Suddenly finding herself very much alarmed and shaken, Beatrice sat down in the low chair beside her bed, and covering her face with both hands tried to think.
The old woman, somewhat recovered, moved about with words of pity and indignation, and sought to make speech with her, but she paid no heed. Now, if ever, she had need of self-searching--of courage and enterprise. And all at once she found that, despite everything, she was only a woman.
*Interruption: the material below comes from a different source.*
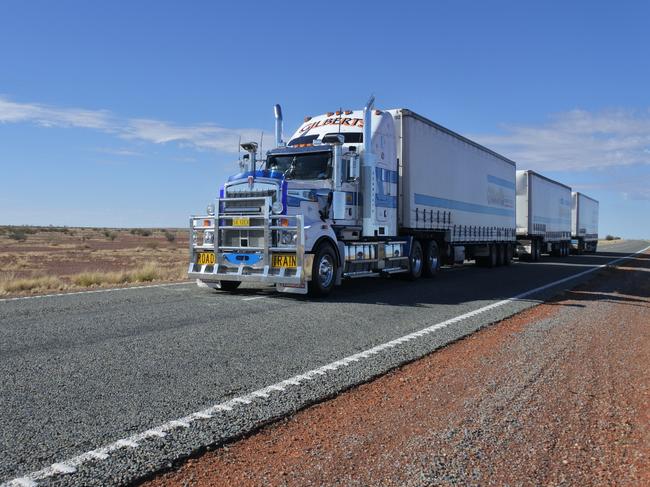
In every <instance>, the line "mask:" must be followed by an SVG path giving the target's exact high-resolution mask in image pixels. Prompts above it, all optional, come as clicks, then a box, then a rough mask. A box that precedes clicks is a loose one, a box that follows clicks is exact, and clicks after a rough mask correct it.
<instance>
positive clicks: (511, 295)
mask: <svg viewBox="0 0 650 487" xmlns="http://www.w3.org/2000/svg"><path fill="white" fill-rule="evenodd" d="M647 245H648V242H631V241H627V242H622V243H616V244H611V245H608V246H607V247H603V250H602V251H601V252H600V253H599V254H597V255H593V256H572V257H569V258H565V259H560V258H550V257H545V258H543V260H542V262H540V263H534V264H533V263H517V264H514V265H512V266H510V267H502V268H497V269H483V268H478V267H475V266H473V265H466V266H463V267H460V268H458V267H457V268H454V269H446V270H444V271H443V272H442V273H441V274H440V275H439V276H438V277H437V278H435V279H432V280H424V279H423V280H420V281H417V282H406V281H401V280H398V279H390V280H383V279H365V280H356V281H351V282H346V283H345V285H344V286H342V287H341V288H338V289H337V290H336V291H335V293H334V294H333V295H332V296H331V297H330V298H328V299H326V300H323V301H310V300H308V299H306V298H303V297H296V296H291V295H280V294H276V293H275V292H273V291H272V290H270V289H268V288H258V289H250V288H249V289H244V290H242V292H241V293H239V294H235V295H229V294H223V293H216V292H214V291H211V290H206V289H199V288H197V287H196V286H195V285H194V284H182V285H170V286H161V287H149V288H142V289H130V290H119V291H113V292H102V293H90V294H73V295H68V296H52V297H42V298H36V299H24V300H13V301H8V300H4V301H0V377H1V379H0V482H3V481H11V480H12V479H14V478H17V477H22V476H28V475H29V474H31V473H32V472H35V471H39V470H41V469H44V468H47V467H48V466H50V465H52V464H53V463H54V464H58V463H61V462H65V461H66V460H67V459H70V458H73V457H76V456H78V455H81V454H83V453H85V452H88V451H89V450H94V449H97V448H99V447H102V446H104V445H107V444H111V443H113V442H115V441H117V440H120V439H124V438H128V437H130V436H132V435H134V434H137V433H140V432H142V431H145V430H148V429H150V428H153V427H156V426H158V425H161V424H168V422H169V421H170V420H174V419H176V418H182V417H184V416H186V415H188V414H190V413H193V412H195V411H200V410H202V409H204V408H207V407H209V406H212V405H214V404H218V403H223V402H224V401H228V400H229V399H232V398H236V397H239V396H243V395H245V394H247V393H249V392H251V391H255V390H257V389H260V388H263V387H265V386H268V385H270V384H274V383H278V382H280V381H283V380H284V379H288V378H290V377H293V376H295V375H297V374H302V373H304V372H306V371H309V370H312V369H315V368H318V367H321V366H323V365H325V364H328V363H331V362H333V361H337V360H339V359H341V358H343V357H347V356H350V355H352V354H355V353H358V352H361V351H364V350H367V349H369V348H371V347H375V346H377V345H380V344H383V343H385V342H388V341H390V340H394V339H396V338H398V337H402V336H404V335H407V334H410V333H413V332H417V331H418V330H421V329H423V328H426V327H430V326H431V325H433V324H436V323H439V322H443V321H445V320H449V319H451V318H454V317H457V316H459V315H463V314H466V313H468V312H471V311H473V310H478V309H480V308H483V307H485V306H486V305H489V304H491V303H496V302H499V301H501V300H504V299H508V298H511V297H513V296H515V295H518V294H520V293H522V292H524V291H527V290H530V289H534V288H537V287H540V286H544V285H546V284H548V283H551V282H554V281H556V280H559V279H562V278H565V277H568V276H571V275H573V274H578V273H580V272H583V271H585V270H588V269H590V268H593V266H595V265H603V264H606V263H607V262H609V261H611V260H613V259H616V258H619V257H622V256H625V255H627V254H629V253H632V252H636V251H639V250H641V249H642V248H645V247H646V246H647ZM594 276H595V274H590V275H589V276H585V277H582V278H579V279H576V280H571V281H568V282H563V283H561V284H559V285H558V286H556V287H552V288H547V289H545V290H543V291H540V292H539V293H537V294H534V295H530V296H527V297H526V299H520V300H515V301H509V302H507V303H505V304H502V305H499V306H498V307H495V308H493V309H489V310H487V311H485V312H482V313H480V314H476V315H473V316H468V317H466V318H465V319H462V320H459V321H458V322H454V323H452V324H450V325H449V326H445V327H444V328H441V329H439V330H436V331H435V332H432V333H429V334H426V335H423V336H422V337H418V338H417V339H413V340H411V341H408V342H405V343H403V344H400V346H395V347H393V348H390V349H387V350H385V351H382V352H381V353H375V354H373V355H372V356H369V357H367V359H366V358H365V357H364V360H358V361H357V360H355V361H354V362H351V363H349V364H346V366H345V367H341V368H337V369H336V370H332V371H331V373H330V372H328V373H327V374H324V373H323V374H320V373H319V374H318V375H314V376H313V377H312V378H310V379H309V380H305V381H301V382H300V383H298V382H297V383H296V384H295V386H292V387H288V388H286V390H284V391H281V392H280V391H279V392H278V393H276V394H263V395H260V397H259V400H258V401H257V400H256V401H242V403H241V407H233V408H232V410H230V409H228V410H224V411H223V412H222V413H221V414H218V415H214V416H213V417H212V418H207V419H205V420H202V421H198V420H197V421H194V422H192V423H191V424H190V425H179V426H178V427H177V428H176V429H173V430H169V431H167V433H166V436H165V437H164V438H163V437H161V438H158V437H157V436H152V437H148V438H147V439H144V440H142V441H139V442H138V443H137V445H136V444H129V443H128V442H127V443H125V444H124V445H122V446H123V448H119V449H115V451H111V452H110V454H109V455H108V456H107V457H106V456H105V455H101V456H99V455H98V456H97V458H95V459H91V460H90V461H85V462H83V463H81V464H79V465H77V466H76V472H75V473H69V474H62V475H42V476H43V477H45V478H44V479H43V480H42V481H41V480H39V482H38V483H39V485H41V484H43V485H109V484H125V483H131V482H134V481H137V480H138V479H141V478H143V477H145V476H147V475H150V474H151V473H153V472H155V471H158V470H160V469H161V468H165V467H166V466H169V465H170V463H171V462H173V461H175V460H177V459H179V458H182V457H184V456H188V455H191V454H193V453H196V452H197V451H198V450H200V449H201V448H202V447H204V446H206V445H215V444H219V443H221V442H223V441H225V440H228V439H232V438H234V437H237V436H238V435H242V434H244V433H246V432H248V431H251V430H252V429H254V428H255V427H257V426H259V425H261V424H263V423H264V422H266V421H269V420H271V419H273V418H276V417H278V416H282V415H286V414H287V413H290V412H292V411H295V410H297V409H299V408H301V407H304V406H305V405H307V404H310V403H313V402H314V401H318V400H321V399H323V398H325V397H328V396H331V395H333V394H335V393H337V392H339V391H341V390H343V389H345V388H347V387H350V386H351V385H354V384H358V383H360V382H363V381H367V380H368V379H370V378H372V377H374V376H376V375H378V374H381V373H382V372H385V371H386V370H388V369H389V368H392V367H395V366H397V365H400V364H402V363H404V362H406V361H410V360H413V359H415V358H418V357H420V356H422V355H424V354H426V353H429V352H431V351H432V350H435V349H436V348H438V347H440V346H442V345H444V344H446V343H449V342H450V341H453V340H456V339H458V338H460V337H462V336H464V335H466V334H468V333H471V332H472V331H475V330H476V329H478V328H480V327H482V326H485V325H487V324H490V323H493V322H495V321H498V320H500V319H503V318H504V317H506V316H509V315H512V314H513V313H516V312H518V311H520V310H522V309H524V308H526V307H529V306H531V305H533V304H535V303H536V302H539V300H541V299H544V298H545V297H547V296H549V295H550V294H552V293H554V292H557V291H558V290H561V289H566V288H568V287H570V286H573V285H574V284H576V283H578V282H580V281H581V279H585V278H588V277H594ZM321 375H322V376H321ZM312 379H313V380H312ZM266 396H268V397H266ZM248 402H251V404H248ZM186 426H187V427H186ZM158 436H161V435H158ZM57 469H58V470H59V471H62V470H66V464H65V463H64V465H62V466H61V465H58V466H57V467H55V469H54V470H57ZM51 470H52V469H50V473H51ZM30 478H32V479H33V478H34V476H32V477H30ZM27 483H28V482H27V481H25V484H27Z"/></svg>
Her passion spent, she felt a desperate need of a man's strength, advice, support. In disarray she sat there, striving to collect her reason.
Her robe was torn, and her loosened hair, escaping from its golden pins, cascaded all about her shoulders. Loudly her heart throbbed; a certain shivering had taken possession of her, and all at once she noticed that her brow was burning.
Resolutely she tried to put her weakness from her, and marshalled her thoughts. In the bed her son still slept quietly, his fat fist protruding from the clothes, his ruddy, healthy little face half buried in the pillow.
A great, overpowering wave of mother-love swept her heart. She leaned forward, and through lids now tear-dimmed, with eyes no longer angry, peered at the child--her child and Allan's.
"For your sake--for yours if not for mine," she whispered, "I must be strong!"
She thought.
"Evidently some great conspiracy is going on here. Beyond and apart from the calamity of the landslide, some other and even greater peril menaces the colony!"